Lockdowns in Quebec and Ontario “are restricting the amount of people we can get to the projects,” the CEO said. Productivity is also being affected by contact tracing, which is forcing some workers to isolate and miss work, he said.

“This lockdown is definitely going to go into the spring,” Edwards said. “But really beyond the summer, we’re assuming that things largely get back to normal.”

SNC on Tuesday reaffirmed a forecast calling for fourth-quarter revenue at its engineering services unit to decrease by “low- to mid-single digits” year-over-year. Adjusted profit in the business should represent somewhere between 8.5 per cent and nine per cent of revenue.

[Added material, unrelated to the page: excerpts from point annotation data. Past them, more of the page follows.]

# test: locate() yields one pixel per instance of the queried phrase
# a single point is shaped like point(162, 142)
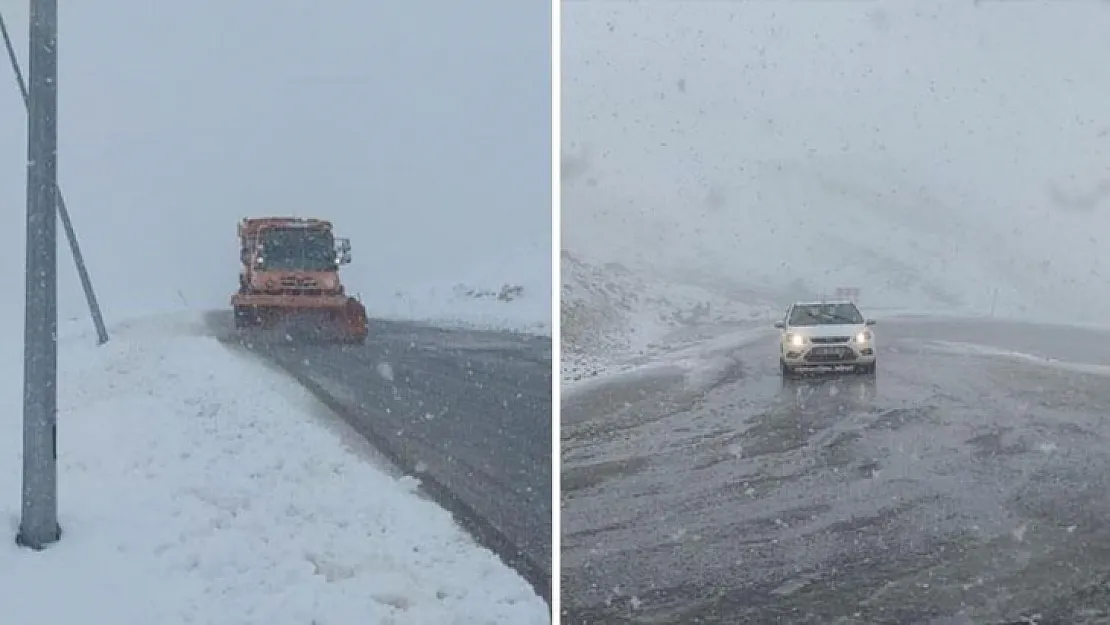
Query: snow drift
point(195, 489)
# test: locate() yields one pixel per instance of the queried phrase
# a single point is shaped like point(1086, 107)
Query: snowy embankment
point(195, 486)
point(614, 320)
point(968, 178)
point(507, 290)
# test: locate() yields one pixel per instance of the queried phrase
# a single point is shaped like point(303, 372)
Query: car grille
point(827, 340)
point(830, 355)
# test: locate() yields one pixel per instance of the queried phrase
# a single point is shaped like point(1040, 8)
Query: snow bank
point(615, 320)
point(197, 489)
point(936, 155)
point(508, 289)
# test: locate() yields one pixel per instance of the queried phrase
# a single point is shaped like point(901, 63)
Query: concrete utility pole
point(82, 272)
point(39, 523)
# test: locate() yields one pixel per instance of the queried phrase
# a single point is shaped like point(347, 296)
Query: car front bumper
point(828, 355)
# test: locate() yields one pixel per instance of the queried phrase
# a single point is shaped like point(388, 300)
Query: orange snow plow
point(290, 284)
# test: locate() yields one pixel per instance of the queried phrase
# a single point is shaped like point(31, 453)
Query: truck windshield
point(298, 250)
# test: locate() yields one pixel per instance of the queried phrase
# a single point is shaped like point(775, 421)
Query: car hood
point(821, 331)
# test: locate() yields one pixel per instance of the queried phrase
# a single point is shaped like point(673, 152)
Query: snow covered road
point(467, 411)
point(198, 487)
point(966, 482)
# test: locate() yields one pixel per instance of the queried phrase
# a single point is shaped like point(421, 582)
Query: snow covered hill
point(425, 135)
point(198, 487)
point(937, 155)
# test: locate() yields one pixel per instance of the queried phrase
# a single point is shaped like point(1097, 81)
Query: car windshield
point(302, 250)
point(825, 314)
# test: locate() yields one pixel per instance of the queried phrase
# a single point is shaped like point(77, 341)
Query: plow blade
point(343, 322)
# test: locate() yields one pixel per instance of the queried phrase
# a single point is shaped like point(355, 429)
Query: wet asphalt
point(470, 411)
point(949, 489)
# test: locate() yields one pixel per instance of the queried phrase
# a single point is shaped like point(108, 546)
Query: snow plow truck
point(290, 284)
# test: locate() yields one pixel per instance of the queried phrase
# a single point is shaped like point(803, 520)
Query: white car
point(820, 335)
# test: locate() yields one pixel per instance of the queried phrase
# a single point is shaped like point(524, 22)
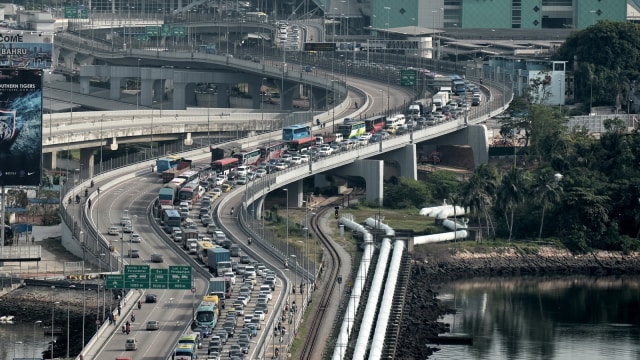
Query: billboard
point(20, 127)
point(26, 50)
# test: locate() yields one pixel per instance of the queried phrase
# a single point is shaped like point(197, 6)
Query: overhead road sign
point(319, 46)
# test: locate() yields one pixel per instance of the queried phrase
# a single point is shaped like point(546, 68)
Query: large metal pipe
point(442, 237)
point(377, 344)
point(372, 304)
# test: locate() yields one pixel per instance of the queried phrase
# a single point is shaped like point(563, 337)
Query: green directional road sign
point(179, 31)
point(136, 276)
point(166, 30)
point(114, 281)
point(159, 279)
point(179, 277)
point(70, 12)
point(152, 30)
point(408, 77)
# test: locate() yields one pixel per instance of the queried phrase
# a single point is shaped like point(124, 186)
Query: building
point(500, 14)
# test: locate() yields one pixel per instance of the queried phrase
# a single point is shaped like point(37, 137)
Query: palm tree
point(511, 193)
point(547, 191)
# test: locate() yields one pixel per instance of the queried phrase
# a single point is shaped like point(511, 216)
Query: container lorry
point(218, 260)
point(328, 138)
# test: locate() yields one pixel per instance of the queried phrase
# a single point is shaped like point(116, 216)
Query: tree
point(607, 53)
point(511, 193)
point(546, 191)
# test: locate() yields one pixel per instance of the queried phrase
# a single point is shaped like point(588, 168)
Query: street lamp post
point(139, 86)
point(68, 314)
point(53, 309)
point(34, 337)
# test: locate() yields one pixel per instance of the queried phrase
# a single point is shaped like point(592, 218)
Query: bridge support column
point(319, 98)
point(114, 84)
point(85, 85)
point(286, 95)
point(254, 91)
point(86, 163)
point(222, 98)
point(179, 93)
point(49, 160)
point(373, 173)
point(406, 158)
point(146, 92)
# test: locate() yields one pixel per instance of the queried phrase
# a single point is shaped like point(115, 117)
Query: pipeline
point(374, 293)
point(375, 224)
point(377, 344)
point(354, 301)
point(442, 237)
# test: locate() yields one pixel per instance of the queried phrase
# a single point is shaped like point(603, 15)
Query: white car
point(135, 237)
point(231, 276)
point(261, 172)
point(259, 314)
point(296, 160)
point(325, 150)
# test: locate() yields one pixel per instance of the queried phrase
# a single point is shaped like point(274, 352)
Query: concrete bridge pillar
point(179, 93)
point(146, 92)
point(254, 91)
point(158, 90)
point(114, 87)
point(318, 97)
point(86, 163)
point(373, 173)
point(49, 160)
point(85, 85)
point(222, 97)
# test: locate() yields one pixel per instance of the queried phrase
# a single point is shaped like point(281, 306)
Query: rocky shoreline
point(437, 264)
point(35, 303)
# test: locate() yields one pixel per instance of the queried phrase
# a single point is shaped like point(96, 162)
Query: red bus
point(375, 124)
point(301, 144)
point(223, 166)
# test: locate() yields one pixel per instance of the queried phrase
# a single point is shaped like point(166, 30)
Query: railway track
point(311, 341)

Engineering services — which include design, project management, nuclear and infrastructure contracts — accounted for revenue of $1.45 billion in SNC’s third quarter of 2020, or 72 per cent of the company’s total sales. A year earlier, the proportion was 62 per cent.

Since taking over on an interim basis in June 2019, Edwards — whose appointment was made permanent four months later — has worked to reduce risk and generate more consistent earnings and cash flow by reorganizing SNC into two main lines of business and ending the practice of bidding on fixed-price construction work.

So-called lump-sum turnkey projects in resources are “the biggest source of risk for SNC,” Desjardins Capital Markets analyst Benoit Poirier said Tuesday.